Wienecke, the steward and agronomist-in-chief of this esteemed golf course, rarely has time to play it. His game shows the rust.
But it can’t be said he doesn’t think like a golfer. He sees the course these days through the eyes of the elite players who will be here in 2015 when the golf world trains its spectacles on Chambers Bay and the U.S. Open.
He talks of sharply narrowing the fairway on No. 7 and less so on Nos. 1, 2 and 11 to ratchet up the difficulty for the world’s best players. He notes the stunning broad expanse of fairway on No. 13 will be kept wide open, though the pros will play it as a par-4.
It’s all for good golf reasons, for U.S. Open reasons.
Those decisions aren’t his to make – the United States Golf Association has a few thoughts on the subject – but it is his job to bring them to life.
The USGA works hard to uphold the reputation of the U.S. Open as the toughest major tournament, and Wienecke wants to make sure his golf course is up to the test. The U.S. Amateur at Chambers Bay in 2010 will be a “dress rehearsal,” in the words of Mike Davis of the USGA.
Davis is the guy Wienecke will work most closely with, the guy who makes the call on where to narrow, where to widen, how tall the grass will be, how much the ball will roll.
Davis and the USGA will be watching the Amateur closely – minutely – to see how the course plays in a major championship. They’ll be on the lookout for “failure,” which by USGA definition is when everybody hits the same shot and lands in the same place.
Wienecke considers the course, opened in June 2007, to be in its grow-in phase. But by the time of the Open, the fairways will be so firm the ball will roll 10 to 40 yards after landing – exactly what Davis loves to see.
“This golf course will play totally different when the best players in the world play here,” Wienecke says. “He wants them thinking about where the ball ends up, not where it lands.”
Update: Chambers Bay played host to the 2010 U.S. Amateur, to generally good reviews for the golf course by players and officials; Mike Davis was promoted in 2011 to be the USGA’s executive director.
Random notes from a round of golf with the superintendent:
- Some of the mushrooms dotting the course (rest assured they’ll be gone by the Amateur) are puffballs. They’re edible, if anybody could stand the taste.
- Those smaller birds harassing the bald eagle that flew over the 15th green were ospreys, saltwater raptors who fish to eat. Eagles and ospreys are two of the 35 bird species at ChambersBay.
- The Scotch broom lending a yellow cast to the hillsides that loom over much of the course is beloved of the course designers … but Wienecke likes it not at all. It’s non-native, it’s invasive, it’s toxic, and it doesn’t fit with the pure dune ecosystem he’s working to establish.
Wienecke, the former regional agronomist for the USGA’s Southwest region, who consults with the top dogs of U.S. golf and oversees the best new course in the nation, a man at the peak of his profession, is one of the nicest guys you could hope to meet.
Near one early tee box, a water station appeared as a welcome opportunity to refill a water bottle. Wienecke, who would know, said, “That water should be really cold.”
It was, in fact.
A MATTER OF SAND – Punching and sanding the greens is maybe no more than a minor annoyance, but for those several days while the sand settles, average golfers on average courses think in terms of a two-putt max.
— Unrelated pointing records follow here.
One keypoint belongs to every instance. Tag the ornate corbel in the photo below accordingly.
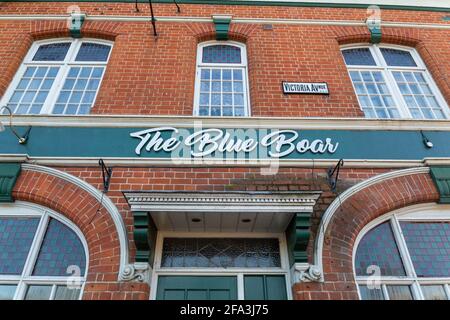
(138, 272)
(305, 272)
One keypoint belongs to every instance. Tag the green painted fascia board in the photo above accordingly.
(222, 28)
(144, 235)
(8, 177)
(297, 235)
(263, 3)
(441, 178)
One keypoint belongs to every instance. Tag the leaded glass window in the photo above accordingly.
(221, 84)
(220, 253)
(58, 78)
(41, 257)
(393, 83)
(403, 259)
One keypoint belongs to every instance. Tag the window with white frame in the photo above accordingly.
(42, 256)
(221, 87)
(59, 77)
(393, 82)
(405, 256)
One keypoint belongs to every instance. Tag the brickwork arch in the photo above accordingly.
(347, 216)
(107, 242)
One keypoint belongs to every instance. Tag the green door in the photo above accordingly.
(265, 287)
(196, 288)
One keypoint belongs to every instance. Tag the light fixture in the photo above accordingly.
(22, 139)
(426, 141)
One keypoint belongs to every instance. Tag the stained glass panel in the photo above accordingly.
(7, 291)
(398, 58)
(221, 54)
(60, 249)
(220, 253)
(378, 248)
(16, 236)
(52, 52)
(93, 52)
(359, 57)
(371, 294)
(429, 247)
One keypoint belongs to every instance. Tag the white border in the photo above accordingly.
(64, 68)
(420, 212)
(386, 70)
(27, 209)
(238, 272)
(107, 203)
(243, 65)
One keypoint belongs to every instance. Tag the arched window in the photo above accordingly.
(42, 255)
(59, 77)
(221, 87)
(393, 82)
(405, 255)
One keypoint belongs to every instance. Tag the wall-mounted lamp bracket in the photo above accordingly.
(22, 139)
(106, 174)
(333, 175)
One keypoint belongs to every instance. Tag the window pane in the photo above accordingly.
(16, 236)
(32, 90)
(398, 58)
(429, 247)
(65, 293)
(399, 292)
(7, 291)
(371, 294)
(93, 52)
(431, 292)
(373, 94)
(220, 253)
(52, 52)
(38, 292)
(221, 54)
(417, 94)
(79, 90)
(378, 248)
(360, 57)
(60, 249)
At Chambers Bay, superintendent Wienecke began his top-dressing program Wednesday. He says by this weekend – as in right away – players should notice the greens are firmer and smoother than before he started.
The process begins with aerification, followed by spreading the sand, brushing it, rolling it, and watering it in. The very next day, he’ll mow the greens, then it’s “mow-and-grow” from then on.
Wienecke is particularly excited because he’s finally got the quality of sand he wants. Last year, the sand he used was full of pebbles up to three millimeters in size. This year’s supply, harvested from the Fraser River in British Columbia, has no single grain larger than a millimeter.
It’s not just the greens that get a sandy makeover. All 81 acres of grass at Chambers Bay get the top-dressing treatment.
He’ll also be running the roller over approaches and green surrounds, so if a ball gets close to a green it will want to roll.
“We did it last year,” Wienecke says. “The results were dramatic.”